Minds Need Exercise, Too
How to care for your mental health (as much as you do your physical health).
Physical health is fairly easy to recognize. Mental/emotional health, which refers to psychological wellbeing, however, can be much harder to pinpoint. It’s a multifaceted concept that includes the way we feel about ourselves, the quality of our relationships, our ability to modulate difficult feelings like anger, disappointment and frustration, and our effectiveness in managing difficult circumstances.
Emotionally healthy people face challenges and will have periods of sadness, anxiety and stress. In these situations, they have the tools to cope with difficult situations while maintaining a positive, hopeful outlook so they ultimately feel in control of their emotions and behaviors. They build strong relationships and recover well from setbacks. These skills can be developed and honed with practice and regular training, much like muscles in the body strengthening with exercise.

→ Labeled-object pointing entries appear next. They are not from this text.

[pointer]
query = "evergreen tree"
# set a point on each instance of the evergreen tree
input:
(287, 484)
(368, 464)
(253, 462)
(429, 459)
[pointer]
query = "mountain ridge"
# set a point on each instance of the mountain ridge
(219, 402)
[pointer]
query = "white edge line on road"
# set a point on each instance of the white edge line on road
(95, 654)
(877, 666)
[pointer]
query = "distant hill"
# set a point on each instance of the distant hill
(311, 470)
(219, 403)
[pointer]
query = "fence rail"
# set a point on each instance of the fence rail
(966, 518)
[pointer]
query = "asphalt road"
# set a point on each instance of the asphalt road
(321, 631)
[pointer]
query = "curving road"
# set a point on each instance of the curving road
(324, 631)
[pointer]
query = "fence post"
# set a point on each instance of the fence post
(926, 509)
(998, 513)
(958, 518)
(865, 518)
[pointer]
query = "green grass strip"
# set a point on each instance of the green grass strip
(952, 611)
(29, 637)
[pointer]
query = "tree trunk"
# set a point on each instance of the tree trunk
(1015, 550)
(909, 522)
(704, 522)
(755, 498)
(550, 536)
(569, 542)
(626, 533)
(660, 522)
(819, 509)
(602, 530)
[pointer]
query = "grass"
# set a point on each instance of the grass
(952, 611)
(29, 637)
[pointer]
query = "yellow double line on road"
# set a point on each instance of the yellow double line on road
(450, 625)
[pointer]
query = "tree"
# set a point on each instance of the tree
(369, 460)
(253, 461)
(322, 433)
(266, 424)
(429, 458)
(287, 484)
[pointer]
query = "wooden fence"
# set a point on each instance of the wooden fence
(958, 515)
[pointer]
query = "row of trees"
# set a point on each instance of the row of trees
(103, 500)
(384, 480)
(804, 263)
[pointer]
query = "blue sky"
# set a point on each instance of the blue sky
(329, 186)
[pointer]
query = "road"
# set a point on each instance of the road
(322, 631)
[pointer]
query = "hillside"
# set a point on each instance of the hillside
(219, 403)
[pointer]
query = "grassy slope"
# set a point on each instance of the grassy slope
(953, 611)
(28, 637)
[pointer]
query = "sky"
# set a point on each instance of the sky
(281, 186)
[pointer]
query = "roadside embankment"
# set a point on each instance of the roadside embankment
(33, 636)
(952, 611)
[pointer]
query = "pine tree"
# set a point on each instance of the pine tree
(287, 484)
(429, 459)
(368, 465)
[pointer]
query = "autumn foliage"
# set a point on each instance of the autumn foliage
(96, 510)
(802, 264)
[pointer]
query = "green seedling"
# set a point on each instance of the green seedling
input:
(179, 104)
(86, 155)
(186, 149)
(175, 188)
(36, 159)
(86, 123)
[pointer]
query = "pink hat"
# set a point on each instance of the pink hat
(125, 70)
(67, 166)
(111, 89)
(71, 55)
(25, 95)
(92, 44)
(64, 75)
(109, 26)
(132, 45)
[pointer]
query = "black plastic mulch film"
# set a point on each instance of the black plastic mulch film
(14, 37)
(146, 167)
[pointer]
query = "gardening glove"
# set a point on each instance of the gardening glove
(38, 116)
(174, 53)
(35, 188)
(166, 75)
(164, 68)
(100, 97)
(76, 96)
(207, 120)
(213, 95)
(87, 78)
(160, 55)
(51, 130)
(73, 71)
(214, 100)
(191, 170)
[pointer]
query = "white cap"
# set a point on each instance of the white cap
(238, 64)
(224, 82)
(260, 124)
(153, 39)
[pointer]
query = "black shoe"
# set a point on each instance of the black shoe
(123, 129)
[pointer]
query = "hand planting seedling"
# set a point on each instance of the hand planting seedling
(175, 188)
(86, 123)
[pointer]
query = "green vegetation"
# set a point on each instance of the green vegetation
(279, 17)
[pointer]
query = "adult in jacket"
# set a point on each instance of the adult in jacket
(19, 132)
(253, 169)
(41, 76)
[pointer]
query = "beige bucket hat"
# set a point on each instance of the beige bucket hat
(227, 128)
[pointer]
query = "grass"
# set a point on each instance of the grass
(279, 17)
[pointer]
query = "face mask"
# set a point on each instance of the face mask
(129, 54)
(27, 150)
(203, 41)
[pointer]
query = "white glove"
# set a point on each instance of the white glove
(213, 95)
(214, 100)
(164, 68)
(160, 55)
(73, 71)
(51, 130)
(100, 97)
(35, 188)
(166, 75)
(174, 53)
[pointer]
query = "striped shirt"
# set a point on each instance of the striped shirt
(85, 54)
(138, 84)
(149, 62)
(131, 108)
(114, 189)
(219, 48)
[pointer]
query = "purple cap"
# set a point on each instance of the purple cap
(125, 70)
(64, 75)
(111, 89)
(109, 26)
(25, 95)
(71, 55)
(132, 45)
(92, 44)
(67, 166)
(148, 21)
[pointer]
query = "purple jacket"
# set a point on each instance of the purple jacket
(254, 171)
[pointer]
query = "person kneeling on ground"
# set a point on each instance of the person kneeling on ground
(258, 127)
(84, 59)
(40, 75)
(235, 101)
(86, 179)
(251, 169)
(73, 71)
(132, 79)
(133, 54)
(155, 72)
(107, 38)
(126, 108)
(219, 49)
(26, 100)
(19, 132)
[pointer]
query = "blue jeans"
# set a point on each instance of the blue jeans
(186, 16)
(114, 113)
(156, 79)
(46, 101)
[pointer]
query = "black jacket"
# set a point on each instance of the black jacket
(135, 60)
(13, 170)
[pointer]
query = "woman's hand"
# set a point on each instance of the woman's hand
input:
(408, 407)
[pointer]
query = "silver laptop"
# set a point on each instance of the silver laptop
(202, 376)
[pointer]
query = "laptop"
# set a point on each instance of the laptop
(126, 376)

Here are six daily exercises to improve emotional health:
- Exercise regularly, eat a balanced diet and get enough rest. Physical health is closely connected to its mental/emotional counterpart.
- Do things you enjoy and be around people you like. Being aware of our happiness, satisfaction and accomplishments while pursuing activities we enjoy releases endorphins.
- Make important relationships a daily priority. Having a strong social network improves emotional health and reduces risk for depression and anxiety. Develop a supportive and reciprocal relationship with someone who listens to you and supports you.
- Make time for contemplation and appreciation. Set aside a few minutes to think about the things you’re grateful for.
- Build resiliency and grit. These keep individuals focused, creative and flexible when facing adversity and help us bounce back more quickly from setbacks
- Ask for professional help. Keep in mind that, sometimes, our own efforts to improve our circumstances or our emotional health aren’t effective.